| Bianca związała się z tą dziwną grupą w zasadzie po to, żeby czuć się bezpieczną, przemierzając gościńce Imperium. Czarodzieje ani nie cieszyli się zbytnim zaufaniem ludności, a i ciężko byłoby jej poradzić sobie samej, gdyby ktoś ją zaatakował. A podróż w towarzystwie rycerza, jakiegoś kudłatego woja z Kislevu i paru innych przystojnych mężczyzn dawało odpowiedni komfort psychiczny.
Tym bardziej ucieszyła się na pomysł podróży do klasztoru La Maisontaal w celu najęcia się do pracy. Licencja czarodzieja sama się nie opłaci, a Bianca nie miała zamiaru narażać się swojemu Kolegium i ich oszukiwać, bo już na pierwszych wykładach dowiedziała się, jak kończą ci, którzy nie chcą spłacać środków, które Kolegium wyłożyło, by ukształtować i nauczyć adepta sztuk magicznych odpowiednich rzeczy.
Kobieta w siodle swojej klaczy czuła się całkiem dobrze, pomijając fakt, że trochę bolał ją już tyłek. Bianca była dość wysoką jak na standardy ludzkie kobietą o ładnej, piegowatej buzi i zielonych, bystrych oczach. Krótkie, naturalnie rude włosy okalające twarz sprawiały, że z pewnością nie była osobą, obok której przechodzi się obojętnie. Nosiła się funkcjonalnie, choć nie bez nuty elegancji, w końcu kobieta i to w dodatku czarodziejka, nie może wyglądać jak pospolity awanturnik.
Zgrabne nogi schowane miała w przylegających, brązowych spodniach wpuszczonych w wysokie buty, a spory biust kryła pod skórzaną kurtą. Do tego dochodził granatowy, nieprzemakalny płaszcz z kapturem. Przy jej boku wisiał krótki miecz i nie pełnił on jedynie funkcji rekwizytu, o nie.

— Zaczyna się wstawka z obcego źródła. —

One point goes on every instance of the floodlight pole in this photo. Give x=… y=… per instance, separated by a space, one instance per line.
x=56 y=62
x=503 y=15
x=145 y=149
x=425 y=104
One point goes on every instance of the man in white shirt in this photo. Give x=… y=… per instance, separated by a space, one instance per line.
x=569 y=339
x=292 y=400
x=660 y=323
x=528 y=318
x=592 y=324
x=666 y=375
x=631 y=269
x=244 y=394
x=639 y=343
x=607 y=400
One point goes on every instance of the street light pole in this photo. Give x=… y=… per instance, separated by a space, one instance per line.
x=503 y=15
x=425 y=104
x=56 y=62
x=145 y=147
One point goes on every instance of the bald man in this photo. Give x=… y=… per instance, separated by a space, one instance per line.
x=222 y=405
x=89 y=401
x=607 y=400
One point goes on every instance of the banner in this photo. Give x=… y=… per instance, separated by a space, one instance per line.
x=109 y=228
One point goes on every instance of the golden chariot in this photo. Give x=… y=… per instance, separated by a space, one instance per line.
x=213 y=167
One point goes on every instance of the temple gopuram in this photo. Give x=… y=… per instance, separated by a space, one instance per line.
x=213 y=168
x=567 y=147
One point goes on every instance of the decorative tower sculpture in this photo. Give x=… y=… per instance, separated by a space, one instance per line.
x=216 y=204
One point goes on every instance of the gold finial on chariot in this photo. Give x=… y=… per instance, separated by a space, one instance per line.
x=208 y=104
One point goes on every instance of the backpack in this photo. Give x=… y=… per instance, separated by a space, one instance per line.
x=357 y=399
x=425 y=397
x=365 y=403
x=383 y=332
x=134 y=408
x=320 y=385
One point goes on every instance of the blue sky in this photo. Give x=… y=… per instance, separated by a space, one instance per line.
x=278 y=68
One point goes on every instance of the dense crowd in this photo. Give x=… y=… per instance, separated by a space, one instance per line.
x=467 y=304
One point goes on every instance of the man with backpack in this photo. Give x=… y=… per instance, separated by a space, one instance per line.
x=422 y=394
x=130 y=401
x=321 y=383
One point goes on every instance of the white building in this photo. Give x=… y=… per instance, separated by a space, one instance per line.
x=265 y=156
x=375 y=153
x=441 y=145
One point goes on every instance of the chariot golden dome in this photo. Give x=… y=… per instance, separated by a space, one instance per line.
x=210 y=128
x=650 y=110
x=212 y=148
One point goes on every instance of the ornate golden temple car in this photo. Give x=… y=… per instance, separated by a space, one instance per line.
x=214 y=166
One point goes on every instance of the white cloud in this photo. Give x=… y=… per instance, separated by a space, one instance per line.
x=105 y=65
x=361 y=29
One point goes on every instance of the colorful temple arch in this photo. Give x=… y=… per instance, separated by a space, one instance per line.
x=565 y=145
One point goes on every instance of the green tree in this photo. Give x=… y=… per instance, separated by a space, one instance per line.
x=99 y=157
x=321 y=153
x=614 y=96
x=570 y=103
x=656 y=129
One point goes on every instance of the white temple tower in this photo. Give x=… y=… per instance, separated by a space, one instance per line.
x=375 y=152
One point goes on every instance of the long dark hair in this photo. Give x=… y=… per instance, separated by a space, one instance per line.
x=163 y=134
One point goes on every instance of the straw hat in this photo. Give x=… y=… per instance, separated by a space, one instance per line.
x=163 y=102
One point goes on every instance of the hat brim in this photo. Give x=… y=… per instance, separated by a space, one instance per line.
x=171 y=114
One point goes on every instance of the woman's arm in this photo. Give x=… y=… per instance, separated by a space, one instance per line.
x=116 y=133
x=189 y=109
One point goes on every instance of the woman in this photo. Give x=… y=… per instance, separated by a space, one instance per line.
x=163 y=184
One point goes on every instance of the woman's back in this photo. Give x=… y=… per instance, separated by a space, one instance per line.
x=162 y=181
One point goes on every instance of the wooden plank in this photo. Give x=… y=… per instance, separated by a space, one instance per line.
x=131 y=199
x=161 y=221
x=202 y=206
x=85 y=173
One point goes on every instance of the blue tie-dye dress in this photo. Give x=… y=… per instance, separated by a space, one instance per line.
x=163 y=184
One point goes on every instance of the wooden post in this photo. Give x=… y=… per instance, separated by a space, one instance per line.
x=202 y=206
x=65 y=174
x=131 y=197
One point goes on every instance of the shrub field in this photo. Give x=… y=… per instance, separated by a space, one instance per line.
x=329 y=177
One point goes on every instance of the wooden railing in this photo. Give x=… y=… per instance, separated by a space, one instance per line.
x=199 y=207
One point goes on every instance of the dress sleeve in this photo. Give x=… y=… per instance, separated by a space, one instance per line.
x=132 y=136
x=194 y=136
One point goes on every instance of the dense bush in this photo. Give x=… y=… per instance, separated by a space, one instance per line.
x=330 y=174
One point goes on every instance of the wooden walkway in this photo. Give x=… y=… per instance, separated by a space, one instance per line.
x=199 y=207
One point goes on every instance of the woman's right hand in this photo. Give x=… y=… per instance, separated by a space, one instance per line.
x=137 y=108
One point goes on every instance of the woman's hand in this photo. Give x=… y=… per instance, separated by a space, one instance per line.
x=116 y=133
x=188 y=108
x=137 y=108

Bianca umiała się nim posługiwać, w końcu Piromanci w czasie swoich studiów przechodzili również podstawowe szkolenie w walce, by na szlaku móc polegać nie tylko na mocy Aqshy.

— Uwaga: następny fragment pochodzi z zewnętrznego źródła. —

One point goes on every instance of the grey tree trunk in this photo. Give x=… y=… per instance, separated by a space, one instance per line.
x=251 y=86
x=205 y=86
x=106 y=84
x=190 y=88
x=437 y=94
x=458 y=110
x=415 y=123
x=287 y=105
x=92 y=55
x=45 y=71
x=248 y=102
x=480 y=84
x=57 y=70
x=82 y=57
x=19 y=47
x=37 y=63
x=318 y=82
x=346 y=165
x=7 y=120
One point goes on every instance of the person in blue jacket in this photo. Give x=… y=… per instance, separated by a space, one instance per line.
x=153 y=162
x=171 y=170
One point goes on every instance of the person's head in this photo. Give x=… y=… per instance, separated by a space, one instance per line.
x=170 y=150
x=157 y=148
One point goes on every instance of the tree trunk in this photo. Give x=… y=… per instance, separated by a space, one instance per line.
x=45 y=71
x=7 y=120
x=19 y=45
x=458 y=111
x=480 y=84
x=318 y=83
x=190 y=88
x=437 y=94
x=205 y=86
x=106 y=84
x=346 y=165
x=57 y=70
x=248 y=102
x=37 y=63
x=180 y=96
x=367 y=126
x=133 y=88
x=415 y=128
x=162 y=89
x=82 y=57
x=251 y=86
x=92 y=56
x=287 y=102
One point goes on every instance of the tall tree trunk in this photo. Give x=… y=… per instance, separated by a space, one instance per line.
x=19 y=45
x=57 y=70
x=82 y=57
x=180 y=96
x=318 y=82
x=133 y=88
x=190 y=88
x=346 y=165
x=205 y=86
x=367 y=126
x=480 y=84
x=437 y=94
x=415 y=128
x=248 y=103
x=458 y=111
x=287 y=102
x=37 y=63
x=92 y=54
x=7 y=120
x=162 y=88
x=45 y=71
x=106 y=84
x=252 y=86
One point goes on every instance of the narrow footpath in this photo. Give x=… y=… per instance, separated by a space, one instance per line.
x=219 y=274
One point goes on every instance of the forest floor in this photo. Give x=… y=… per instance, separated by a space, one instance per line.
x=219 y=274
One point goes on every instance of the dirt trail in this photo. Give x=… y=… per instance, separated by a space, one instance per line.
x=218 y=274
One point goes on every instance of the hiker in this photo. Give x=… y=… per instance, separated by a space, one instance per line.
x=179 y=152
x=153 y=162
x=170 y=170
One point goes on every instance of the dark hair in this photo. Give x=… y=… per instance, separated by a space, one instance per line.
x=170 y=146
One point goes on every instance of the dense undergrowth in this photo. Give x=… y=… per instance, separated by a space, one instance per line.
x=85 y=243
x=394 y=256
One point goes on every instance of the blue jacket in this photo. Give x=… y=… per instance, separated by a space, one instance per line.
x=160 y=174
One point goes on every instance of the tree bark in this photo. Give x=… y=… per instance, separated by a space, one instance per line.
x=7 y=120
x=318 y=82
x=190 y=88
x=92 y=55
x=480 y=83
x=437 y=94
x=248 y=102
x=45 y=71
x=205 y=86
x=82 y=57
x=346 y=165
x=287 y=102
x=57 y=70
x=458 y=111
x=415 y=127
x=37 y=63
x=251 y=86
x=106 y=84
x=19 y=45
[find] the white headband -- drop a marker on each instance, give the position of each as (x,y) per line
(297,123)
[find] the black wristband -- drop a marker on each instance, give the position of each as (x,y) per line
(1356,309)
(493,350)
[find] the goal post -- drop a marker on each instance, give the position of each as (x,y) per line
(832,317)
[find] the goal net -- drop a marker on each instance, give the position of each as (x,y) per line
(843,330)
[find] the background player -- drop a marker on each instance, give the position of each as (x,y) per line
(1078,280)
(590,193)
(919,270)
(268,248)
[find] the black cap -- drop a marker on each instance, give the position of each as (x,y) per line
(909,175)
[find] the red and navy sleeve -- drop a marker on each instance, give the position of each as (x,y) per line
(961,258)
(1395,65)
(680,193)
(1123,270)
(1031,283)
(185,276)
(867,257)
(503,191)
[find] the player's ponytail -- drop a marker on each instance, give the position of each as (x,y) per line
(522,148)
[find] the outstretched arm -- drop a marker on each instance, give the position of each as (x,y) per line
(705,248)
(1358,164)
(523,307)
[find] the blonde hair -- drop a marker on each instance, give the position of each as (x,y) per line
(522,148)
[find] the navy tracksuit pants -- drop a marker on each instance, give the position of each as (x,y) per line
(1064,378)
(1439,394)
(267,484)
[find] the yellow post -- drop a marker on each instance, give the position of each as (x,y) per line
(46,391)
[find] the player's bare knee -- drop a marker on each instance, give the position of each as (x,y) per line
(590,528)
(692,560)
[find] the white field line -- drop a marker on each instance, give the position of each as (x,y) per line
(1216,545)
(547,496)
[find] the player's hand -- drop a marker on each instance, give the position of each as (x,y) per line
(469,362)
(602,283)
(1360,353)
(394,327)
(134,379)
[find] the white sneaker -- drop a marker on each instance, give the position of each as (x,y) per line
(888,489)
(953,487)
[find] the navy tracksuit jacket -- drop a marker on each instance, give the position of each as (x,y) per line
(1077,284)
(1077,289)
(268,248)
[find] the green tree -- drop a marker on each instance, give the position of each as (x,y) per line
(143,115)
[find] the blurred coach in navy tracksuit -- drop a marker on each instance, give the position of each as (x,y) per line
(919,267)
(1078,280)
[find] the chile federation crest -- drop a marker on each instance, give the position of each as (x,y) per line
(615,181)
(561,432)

W dłoni o długich, wypielęgnowanych paznokciach dzierżyła prosty, wyciosany z drewna kostur, układający się na jednym z końców w coś rodzaju wyżłobionych płomieni. Piromantka zwykle używała go do rzucania czarów, ale i po łbie też potrafiła nim przyłożyć. Humor jej się popsuł, gdy z nieba lunęło. Odkąd pamiętała, nie cierpiała deszczu, ale wszyscy adepci Aqshy tak mieli. Naciągnęła tylko mocniej kaptur na głowę i schowała dłonie w rękawach, by zimne krople nie uderzały w jej ciało.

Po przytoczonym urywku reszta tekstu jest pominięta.